112 N.Y.S. 936 | N.Y. App. Div. | 1908

Cochrane, J.:

■ The ordinance in question was enacted pursuant to section 36 of the charter of the city of Schenectady (Laws of 1903, chap. 371), which authorizes the common council of the city to enact ordinances for the government of the city and the management of its business, for the preservation of good order, peace and health, for the safety and welfare of its inhabitants, and the protection and security of their property.”

This ordinance having been passed in pursuance of legislative authority has the force of law and is as obligatory as if it were an act of the Legislature. (City of Buffalo v. New York, Lake Erie & Western R. R. Co., 152 N. Y. 276; City of Rochester v. West, 161 id. 510.)

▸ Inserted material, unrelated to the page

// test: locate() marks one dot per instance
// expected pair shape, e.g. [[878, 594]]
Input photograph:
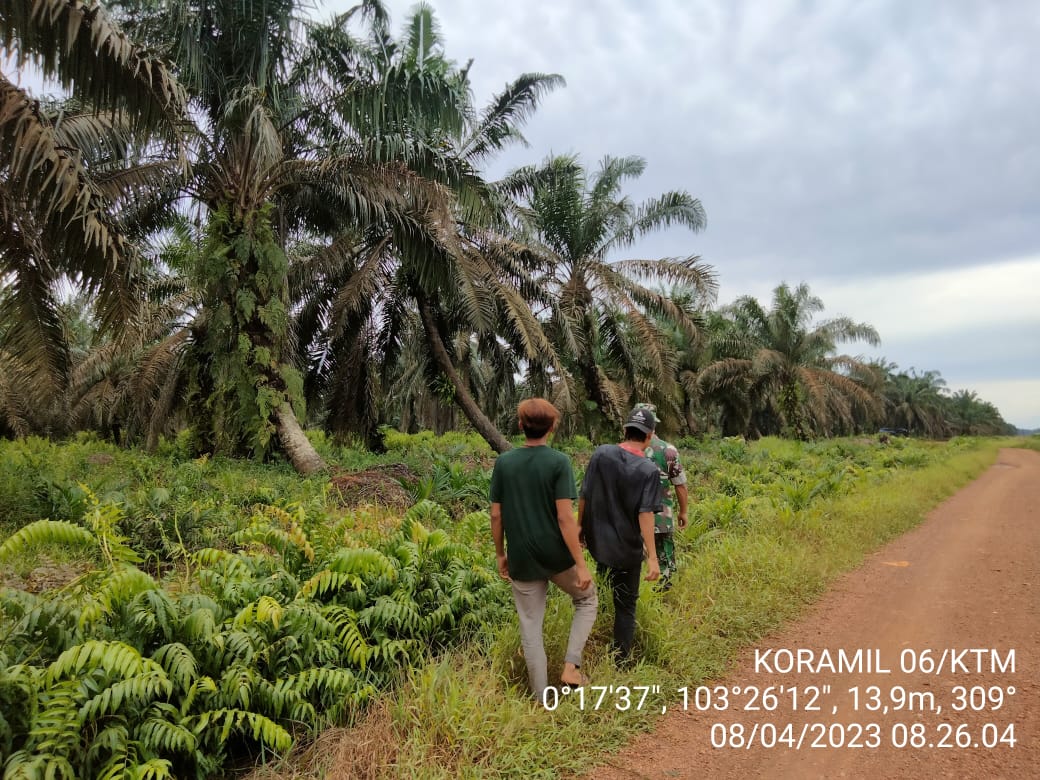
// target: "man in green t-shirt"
[[537, 541]]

The ordinance is a valid exercise of police power evidently intended to promote the public health and welfare of the community. It is claimed that the prohibition against possession for the purpose of sale should begin at the point when the article ceases to be wholesome and'that the question of wholesomeness or unwholesomeness should be made the test of liability rather than the mere fact of possession irrespective of that question. Manifestly it would be quite difficult, if hot impossible, to fix the line of demarcation between wholesomeness and unwholesomeness in a matter of this kind. The more appropriate test is the reasonableness or unreasonableness of the ordinance having in view the object sought to be attained and the inconvenience or detriment to the dealer against whom the prohibition exists. The end sought by the ordinance is highly commendable having in view the health and sanitary welfare of the community. It imposed on the defendant no unreasonable or oppressive duty. It is in no sense destructive of *677property but merely regulates its use. It simply transfers from the buyer to the seller the duty of performing that which one or the other must perform without placing any limitations on the seller as to his right to charge an increased price for the performance of such duty. In People v. Van Fradenburgh (81 App. Div. 259) the order of the board of health, which was condemned, prohibited the defendant from, bringing into the municipality a wholesome substance and using it for a lawful purpose before it became unwholesome and which had in it “no element of threatened danger to the public health or comfort.” Inasmuch as there was no menace to the health of the community, it was held that the board of health was without power to make the order. It may also be said that while there was on the one hand no element of threatened danger to the public, on the other hand the order of the board of health constituted a serious and unreasonable interference with the defendant’s business. There was no reasonable relation between the benefit sought to be conferred on tne public and the injury inflicted on the defendant. That case has no application to the facts here presented.

The judgment of conviction should be affirmed.

Judgment of conviction unanimously affirmed.